As a lay person with no training in public health data analysis, this exercise serves to raise questions moreso than to provide answers.
Some queries that I have include:
How does age stratification interact with dose rate stratification?
What are some possible explanations for the very high representation of the 3+ dose group in Covid hospitalisations and deaths in the past 5 epidemiological weeks?
Why are hospitalisations for the 0 dose group so low?
What is the Unknown category and how does it affect distribution of hospitalisations and deaths across dose rate cohorts?
What are the longer-term trends (going back, say, 3-6 months) for hospitalisation and deaths by dose rate?
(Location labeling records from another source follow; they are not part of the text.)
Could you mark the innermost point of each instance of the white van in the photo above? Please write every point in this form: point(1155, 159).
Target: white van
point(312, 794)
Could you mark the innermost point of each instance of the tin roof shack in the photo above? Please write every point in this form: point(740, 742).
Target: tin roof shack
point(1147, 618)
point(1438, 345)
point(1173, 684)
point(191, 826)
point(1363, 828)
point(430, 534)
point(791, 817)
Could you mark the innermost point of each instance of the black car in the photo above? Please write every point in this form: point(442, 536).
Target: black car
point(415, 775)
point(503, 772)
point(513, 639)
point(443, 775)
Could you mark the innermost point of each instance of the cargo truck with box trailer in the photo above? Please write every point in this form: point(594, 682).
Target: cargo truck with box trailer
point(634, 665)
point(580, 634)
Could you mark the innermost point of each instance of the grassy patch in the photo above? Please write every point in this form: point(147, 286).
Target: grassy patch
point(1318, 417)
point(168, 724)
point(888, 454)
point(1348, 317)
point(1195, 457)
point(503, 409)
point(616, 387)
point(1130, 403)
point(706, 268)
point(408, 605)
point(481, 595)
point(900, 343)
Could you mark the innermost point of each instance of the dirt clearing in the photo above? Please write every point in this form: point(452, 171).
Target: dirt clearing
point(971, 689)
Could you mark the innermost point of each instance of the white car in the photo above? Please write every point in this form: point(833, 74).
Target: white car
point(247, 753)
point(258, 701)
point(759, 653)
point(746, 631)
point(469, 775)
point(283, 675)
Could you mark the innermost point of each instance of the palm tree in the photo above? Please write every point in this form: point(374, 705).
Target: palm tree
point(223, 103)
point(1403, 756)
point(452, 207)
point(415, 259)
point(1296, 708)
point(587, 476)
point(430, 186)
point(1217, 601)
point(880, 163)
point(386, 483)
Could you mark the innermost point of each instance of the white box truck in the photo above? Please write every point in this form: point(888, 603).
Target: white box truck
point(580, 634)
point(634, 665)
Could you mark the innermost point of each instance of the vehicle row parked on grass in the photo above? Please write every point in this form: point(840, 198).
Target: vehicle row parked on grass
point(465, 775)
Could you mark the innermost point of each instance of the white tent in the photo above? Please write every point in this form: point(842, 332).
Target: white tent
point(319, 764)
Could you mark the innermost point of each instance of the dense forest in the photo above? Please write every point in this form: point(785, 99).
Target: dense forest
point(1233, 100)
How does NSW compare to other states, and what are explanations for similarities or differences?
It would be great to hear some expert opinions on these data. I have attached my excel tables of the relevant data points below for anyone who wants to check it or have a play with it themselves. All data sourced from NSW Health. I used dose rate statics as at 30 June 2022. If you know someone who can add to the conversation, please forward this on.
Good work Rebekah... Bear in mind too that the "unknown" and "no dose" have been swapped int he NSW data. It is not possible that the unknown would have such a low rate of death compared to their ICU and hospitalisation rates. I am not sure when this happened but I have all the reports archived.
The lack of hospitalisations for the no-dose category means these people died at home or in a nursing home. I suspect it means these people were elderly and deemed too frail to withstand the shots. This inflates the no-dose deaths category with people who were going to die anyway. Government health departments have health statistics analysts who must know the shot have failed and are keeping quiet or being suppressed.